Belgique

Le "taxshift" (glissement fiscal) décidé par le gouvernement fédéral entraînera la création de 52.100 emplois supplémentaires d'ici 2021, a indiqué la Banque nationale de Belgique (BNB) dans un rapport publié vendredi.

Sept ans après son entrée en vigueur, ce virage fiscal décidé en juillet 2015, entraînera également une hausse de la dette publique de 0,2% du produit intérieur brut (PIB), ajoute cette étude.

Le Bureau fédéral du Plan et les trois instituts régionaux de statistiques (Iweps, SVR et IBSA) avaient estimé le mois dernier, dans leurs perspectives économiques régionales 2017-2022, que quelque 322.000 emplois nets auront été créés dans les trois Régions belges entre 2016 et 2022.

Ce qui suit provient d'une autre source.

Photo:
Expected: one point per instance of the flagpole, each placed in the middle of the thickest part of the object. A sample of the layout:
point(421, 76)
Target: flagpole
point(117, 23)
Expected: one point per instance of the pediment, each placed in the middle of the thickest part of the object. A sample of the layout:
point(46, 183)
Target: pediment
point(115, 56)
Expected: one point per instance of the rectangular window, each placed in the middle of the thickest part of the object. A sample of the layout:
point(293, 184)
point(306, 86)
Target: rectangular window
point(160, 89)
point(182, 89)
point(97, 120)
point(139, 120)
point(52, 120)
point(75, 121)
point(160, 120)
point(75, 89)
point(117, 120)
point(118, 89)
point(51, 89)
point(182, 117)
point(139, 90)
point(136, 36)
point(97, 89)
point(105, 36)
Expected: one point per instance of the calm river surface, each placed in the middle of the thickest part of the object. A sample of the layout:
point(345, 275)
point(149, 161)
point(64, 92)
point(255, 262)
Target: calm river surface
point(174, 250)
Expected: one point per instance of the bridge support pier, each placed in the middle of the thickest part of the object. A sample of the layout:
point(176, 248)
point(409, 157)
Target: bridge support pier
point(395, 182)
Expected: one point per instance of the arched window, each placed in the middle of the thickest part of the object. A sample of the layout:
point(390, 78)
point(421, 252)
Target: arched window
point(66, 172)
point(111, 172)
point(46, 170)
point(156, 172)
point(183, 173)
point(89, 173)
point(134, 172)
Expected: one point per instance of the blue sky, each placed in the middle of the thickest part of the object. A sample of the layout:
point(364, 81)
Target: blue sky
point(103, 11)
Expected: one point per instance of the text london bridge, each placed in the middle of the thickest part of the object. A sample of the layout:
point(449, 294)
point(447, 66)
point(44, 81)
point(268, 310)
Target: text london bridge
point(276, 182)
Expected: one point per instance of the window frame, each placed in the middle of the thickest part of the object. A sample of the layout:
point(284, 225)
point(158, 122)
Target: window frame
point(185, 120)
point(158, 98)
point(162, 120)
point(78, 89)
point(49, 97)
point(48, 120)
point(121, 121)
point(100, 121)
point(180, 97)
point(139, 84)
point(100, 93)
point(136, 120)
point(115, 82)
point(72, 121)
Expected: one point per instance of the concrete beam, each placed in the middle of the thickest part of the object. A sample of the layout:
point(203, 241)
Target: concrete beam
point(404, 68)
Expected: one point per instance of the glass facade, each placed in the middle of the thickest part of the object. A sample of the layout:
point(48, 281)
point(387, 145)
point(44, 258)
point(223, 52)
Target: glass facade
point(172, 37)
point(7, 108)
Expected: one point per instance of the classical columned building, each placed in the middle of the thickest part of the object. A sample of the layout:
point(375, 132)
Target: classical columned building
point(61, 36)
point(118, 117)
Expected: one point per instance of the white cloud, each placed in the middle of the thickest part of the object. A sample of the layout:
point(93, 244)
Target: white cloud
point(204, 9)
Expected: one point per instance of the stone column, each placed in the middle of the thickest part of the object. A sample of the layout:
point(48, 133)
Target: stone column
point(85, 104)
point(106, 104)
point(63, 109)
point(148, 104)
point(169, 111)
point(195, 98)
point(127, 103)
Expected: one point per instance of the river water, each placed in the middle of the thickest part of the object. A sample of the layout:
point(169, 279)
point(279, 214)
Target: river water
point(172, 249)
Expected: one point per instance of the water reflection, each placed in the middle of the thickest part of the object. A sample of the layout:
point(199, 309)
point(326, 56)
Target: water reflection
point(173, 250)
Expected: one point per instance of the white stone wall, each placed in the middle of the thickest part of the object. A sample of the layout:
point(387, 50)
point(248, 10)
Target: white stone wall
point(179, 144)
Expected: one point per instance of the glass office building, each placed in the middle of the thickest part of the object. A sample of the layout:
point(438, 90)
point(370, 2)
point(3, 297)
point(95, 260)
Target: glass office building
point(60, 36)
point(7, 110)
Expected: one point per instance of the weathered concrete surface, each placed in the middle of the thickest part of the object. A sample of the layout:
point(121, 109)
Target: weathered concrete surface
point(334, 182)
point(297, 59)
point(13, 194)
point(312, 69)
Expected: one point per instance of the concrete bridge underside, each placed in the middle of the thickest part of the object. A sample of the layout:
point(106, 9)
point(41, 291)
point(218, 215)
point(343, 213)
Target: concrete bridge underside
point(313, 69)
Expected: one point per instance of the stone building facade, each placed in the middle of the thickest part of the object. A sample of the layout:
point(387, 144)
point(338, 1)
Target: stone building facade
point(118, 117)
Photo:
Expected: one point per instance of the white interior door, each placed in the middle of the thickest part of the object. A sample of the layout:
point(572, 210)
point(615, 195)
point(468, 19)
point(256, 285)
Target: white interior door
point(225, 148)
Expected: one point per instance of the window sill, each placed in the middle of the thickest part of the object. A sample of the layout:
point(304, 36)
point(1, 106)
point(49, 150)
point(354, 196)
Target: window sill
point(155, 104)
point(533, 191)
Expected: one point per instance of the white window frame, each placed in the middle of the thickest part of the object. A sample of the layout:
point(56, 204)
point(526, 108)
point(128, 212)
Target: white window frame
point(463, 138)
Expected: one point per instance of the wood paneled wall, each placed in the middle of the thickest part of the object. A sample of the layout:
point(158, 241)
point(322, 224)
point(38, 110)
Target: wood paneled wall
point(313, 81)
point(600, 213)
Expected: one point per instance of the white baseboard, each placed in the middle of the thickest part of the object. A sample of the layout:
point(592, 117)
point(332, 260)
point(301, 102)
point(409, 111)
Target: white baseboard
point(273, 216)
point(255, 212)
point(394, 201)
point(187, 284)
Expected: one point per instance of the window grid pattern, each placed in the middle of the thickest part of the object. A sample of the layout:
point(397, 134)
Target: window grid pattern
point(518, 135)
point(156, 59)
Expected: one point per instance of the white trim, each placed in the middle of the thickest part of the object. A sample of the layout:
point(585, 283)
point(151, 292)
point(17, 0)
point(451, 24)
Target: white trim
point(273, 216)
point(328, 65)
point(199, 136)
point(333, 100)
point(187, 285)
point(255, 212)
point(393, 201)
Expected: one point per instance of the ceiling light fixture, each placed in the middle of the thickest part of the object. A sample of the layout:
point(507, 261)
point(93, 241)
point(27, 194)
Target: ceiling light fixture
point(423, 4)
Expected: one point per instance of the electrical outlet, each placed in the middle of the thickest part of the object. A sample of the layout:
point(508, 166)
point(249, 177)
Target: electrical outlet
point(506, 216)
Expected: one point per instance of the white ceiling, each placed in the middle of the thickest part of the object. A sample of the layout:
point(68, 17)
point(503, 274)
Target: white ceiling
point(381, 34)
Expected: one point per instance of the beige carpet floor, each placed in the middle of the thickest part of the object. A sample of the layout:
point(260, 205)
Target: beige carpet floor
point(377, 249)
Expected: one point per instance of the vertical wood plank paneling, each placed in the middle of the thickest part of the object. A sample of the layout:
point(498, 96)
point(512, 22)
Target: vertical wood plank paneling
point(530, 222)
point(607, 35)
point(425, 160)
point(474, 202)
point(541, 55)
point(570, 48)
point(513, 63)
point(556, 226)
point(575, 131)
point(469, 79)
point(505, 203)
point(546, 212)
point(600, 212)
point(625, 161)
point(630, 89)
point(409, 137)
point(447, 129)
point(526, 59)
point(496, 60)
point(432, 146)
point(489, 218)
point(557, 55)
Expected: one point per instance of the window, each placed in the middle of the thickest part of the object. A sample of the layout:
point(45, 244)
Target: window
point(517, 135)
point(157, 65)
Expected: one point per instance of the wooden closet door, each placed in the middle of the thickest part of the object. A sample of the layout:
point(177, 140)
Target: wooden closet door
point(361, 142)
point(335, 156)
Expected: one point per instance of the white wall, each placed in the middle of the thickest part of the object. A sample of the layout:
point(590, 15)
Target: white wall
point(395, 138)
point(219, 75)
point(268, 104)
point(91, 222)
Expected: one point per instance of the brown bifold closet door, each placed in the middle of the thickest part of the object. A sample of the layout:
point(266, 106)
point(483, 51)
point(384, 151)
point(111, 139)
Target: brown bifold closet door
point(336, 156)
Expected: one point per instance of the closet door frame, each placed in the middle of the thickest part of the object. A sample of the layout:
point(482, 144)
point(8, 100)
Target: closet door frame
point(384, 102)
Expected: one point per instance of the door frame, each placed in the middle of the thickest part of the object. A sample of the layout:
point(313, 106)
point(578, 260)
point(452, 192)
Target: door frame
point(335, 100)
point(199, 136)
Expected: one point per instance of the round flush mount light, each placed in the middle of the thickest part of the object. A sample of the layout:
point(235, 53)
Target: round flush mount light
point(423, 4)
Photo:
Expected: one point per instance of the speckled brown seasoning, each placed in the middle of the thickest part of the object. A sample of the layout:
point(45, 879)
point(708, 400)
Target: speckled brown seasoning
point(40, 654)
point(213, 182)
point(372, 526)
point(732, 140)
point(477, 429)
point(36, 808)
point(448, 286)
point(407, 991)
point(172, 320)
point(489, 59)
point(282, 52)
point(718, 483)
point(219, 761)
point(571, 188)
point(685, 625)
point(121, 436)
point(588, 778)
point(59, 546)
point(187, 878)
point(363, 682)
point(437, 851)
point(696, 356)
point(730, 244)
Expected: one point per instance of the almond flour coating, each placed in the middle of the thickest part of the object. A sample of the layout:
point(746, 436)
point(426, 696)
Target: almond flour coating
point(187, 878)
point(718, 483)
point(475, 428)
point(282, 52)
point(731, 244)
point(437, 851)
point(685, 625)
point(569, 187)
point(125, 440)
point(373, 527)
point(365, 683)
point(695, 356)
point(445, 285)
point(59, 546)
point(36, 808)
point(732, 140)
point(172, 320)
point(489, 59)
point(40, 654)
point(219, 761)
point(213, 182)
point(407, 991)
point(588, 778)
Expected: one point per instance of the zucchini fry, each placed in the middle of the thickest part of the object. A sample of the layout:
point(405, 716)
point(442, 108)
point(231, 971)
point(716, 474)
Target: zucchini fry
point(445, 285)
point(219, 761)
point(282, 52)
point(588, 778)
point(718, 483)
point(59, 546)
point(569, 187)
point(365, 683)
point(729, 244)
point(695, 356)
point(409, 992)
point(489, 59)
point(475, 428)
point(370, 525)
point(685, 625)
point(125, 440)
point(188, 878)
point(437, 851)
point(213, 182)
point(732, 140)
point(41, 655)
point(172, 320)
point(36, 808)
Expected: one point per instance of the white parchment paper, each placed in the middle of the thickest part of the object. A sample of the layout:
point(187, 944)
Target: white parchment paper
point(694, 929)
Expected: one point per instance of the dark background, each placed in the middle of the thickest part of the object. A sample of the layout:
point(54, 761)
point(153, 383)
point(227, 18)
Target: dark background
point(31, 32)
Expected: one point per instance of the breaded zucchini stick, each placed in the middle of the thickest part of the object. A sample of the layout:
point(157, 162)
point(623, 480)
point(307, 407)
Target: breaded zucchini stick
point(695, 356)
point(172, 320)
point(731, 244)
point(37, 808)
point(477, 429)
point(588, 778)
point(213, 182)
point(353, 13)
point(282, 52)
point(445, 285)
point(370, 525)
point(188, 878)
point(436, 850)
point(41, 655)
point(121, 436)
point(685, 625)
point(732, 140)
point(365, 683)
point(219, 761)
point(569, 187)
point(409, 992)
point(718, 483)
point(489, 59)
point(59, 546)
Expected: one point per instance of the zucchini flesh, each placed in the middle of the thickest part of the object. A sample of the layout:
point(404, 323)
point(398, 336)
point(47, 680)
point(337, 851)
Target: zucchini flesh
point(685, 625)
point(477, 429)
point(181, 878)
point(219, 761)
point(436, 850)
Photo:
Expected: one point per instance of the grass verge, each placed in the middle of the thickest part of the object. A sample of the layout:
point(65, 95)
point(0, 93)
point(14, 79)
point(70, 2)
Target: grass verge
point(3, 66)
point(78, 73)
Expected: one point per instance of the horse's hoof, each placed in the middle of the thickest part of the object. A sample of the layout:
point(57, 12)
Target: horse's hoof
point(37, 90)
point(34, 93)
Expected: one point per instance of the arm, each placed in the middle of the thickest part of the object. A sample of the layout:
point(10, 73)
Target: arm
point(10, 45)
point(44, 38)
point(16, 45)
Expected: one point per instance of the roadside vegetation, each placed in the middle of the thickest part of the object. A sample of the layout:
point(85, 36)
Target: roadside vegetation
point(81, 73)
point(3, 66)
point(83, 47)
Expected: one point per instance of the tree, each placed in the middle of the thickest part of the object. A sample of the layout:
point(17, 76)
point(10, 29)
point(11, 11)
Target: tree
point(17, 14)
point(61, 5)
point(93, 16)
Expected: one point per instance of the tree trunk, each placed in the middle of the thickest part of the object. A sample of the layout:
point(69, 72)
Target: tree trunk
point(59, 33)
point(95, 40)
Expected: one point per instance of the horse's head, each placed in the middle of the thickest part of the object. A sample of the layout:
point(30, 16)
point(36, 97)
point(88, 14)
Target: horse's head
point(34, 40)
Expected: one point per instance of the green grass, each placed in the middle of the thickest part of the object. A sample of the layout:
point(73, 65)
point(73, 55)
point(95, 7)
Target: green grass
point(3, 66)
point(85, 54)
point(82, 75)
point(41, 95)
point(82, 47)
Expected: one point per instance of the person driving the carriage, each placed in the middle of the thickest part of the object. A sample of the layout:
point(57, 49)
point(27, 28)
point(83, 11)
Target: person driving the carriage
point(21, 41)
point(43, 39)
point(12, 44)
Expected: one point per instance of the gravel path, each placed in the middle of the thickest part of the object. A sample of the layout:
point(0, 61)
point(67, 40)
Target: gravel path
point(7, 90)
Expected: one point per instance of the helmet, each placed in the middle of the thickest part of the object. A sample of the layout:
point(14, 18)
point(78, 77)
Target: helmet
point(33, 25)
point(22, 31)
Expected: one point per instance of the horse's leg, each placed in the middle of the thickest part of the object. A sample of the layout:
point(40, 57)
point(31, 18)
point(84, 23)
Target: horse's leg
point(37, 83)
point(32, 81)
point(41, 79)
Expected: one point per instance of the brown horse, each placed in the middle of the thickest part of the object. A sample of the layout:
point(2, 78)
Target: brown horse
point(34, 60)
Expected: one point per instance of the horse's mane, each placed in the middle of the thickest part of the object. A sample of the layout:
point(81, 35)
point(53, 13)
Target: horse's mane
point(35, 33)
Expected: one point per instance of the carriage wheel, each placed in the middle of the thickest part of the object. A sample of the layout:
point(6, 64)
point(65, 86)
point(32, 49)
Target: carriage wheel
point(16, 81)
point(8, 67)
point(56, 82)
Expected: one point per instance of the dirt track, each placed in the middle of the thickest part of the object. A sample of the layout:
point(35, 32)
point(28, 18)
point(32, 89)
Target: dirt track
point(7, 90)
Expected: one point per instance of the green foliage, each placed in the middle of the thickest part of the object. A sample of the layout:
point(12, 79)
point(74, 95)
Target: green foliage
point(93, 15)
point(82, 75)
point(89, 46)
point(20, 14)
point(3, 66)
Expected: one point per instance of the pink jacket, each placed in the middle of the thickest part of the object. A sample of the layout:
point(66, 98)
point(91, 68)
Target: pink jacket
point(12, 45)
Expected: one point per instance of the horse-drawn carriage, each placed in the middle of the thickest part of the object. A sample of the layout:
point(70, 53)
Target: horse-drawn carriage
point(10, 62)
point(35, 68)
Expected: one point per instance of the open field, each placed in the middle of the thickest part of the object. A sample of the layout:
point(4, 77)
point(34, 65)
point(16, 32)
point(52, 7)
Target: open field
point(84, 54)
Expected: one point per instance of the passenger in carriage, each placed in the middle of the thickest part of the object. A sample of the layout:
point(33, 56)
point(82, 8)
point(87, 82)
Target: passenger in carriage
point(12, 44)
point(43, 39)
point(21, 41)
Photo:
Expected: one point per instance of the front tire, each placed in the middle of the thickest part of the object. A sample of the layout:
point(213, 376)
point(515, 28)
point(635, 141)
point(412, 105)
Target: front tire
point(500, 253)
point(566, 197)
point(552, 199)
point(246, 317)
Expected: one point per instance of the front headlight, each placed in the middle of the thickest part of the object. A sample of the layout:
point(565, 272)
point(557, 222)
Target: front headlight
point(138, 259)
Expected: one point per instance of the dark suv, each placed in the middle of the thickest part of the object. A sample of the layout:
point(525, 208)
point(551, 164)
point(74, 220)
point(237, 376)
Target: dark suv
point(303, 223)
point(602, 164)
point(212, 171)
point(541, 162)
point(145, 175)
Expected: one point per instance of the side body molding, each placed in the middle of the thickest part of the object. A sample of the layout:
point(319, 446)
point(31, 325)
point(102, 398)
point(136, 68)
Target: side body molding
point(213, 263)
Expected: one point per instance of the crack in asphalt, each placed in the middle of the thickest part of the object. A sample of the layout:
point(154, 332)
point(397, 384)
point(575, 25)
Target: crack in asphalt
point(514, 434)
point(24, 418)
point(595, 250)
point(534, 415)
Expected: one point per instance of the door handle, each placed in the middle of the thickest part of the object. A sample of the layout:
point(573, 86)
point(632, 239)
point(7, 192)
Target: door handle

Dans cette étude intitulée "Impact macroéconomique et budgétaire du scénario de tax shift révisé par le cabinet du ministre des Finances et comparaison avec l'exercice de novembre 2015", la BNB arrive à la conclusion que la création de 52.100 emplois entre 2015 et 2021 sera exclusivement due au glissement fiscal.

Au cours de cette période, les familles peuvent s'attendre à une hausse de 2,7% de leur pouvoir d'achat, mais dont 1,1% sera neutralisé par - notamment - la hausse des taxes à la consommation. La hausse réelle des revenus s'établira donc à 1,6%, alors que l'augmentation des impôts engendrera après sept ans une hausse de l'inflation de 0,3%, ajoute l'étude.

En sept ans, le PIB belge devrait croître de 1,2% grâce au taxshift.

"Les initiatives en matière de dépenses gonflent le PIB de 2,1%, les initiatives relatives au pouvoir d'achat et à celles relatives à la compétitivité apportant à la croissance une contribution similaire. Les mesures de financement (et surtout celles en matière de fiscalité indirecte) font reculer la croissance cumulée du PIB de 0,9%", estime la BNB.

"Comme un montant de 4,786 milliards d'euros (soit environ 0,9% du PIB attendu de 2021) n'est pas financé dans les calculs relatifs à ce scénario de taxshift, le résultat global (solde des effets calculés pour toutes les initiatives en matière de dépenses et de financement) est biaisé positivement", ajoute le rapport.

Quant à la dette publique, elle devrait croître de 0,2% du PIB.

L'impact du taxshift serait toutefois plus favorable pour le budget fédéral (en jargon l'entité I, c'est à dire l'Etat fédéral et la sécurité sociale), que pour l'entité II (les Communautés, les Régions et les pouvoirs locaux), souligne encore l'étude, réalisée à la demande du ministre des Finances, Johan Van Overtveldt (N-VA).

Ce dernier a, dans une réaction, assuré que le taxshift était totalement financé. "Les baisses de charge sont financées à hauteur de 4,6 milliards d'euros par les mesures prises par le gouvernement fédéral et leur effet-retour", a-t-il souligné.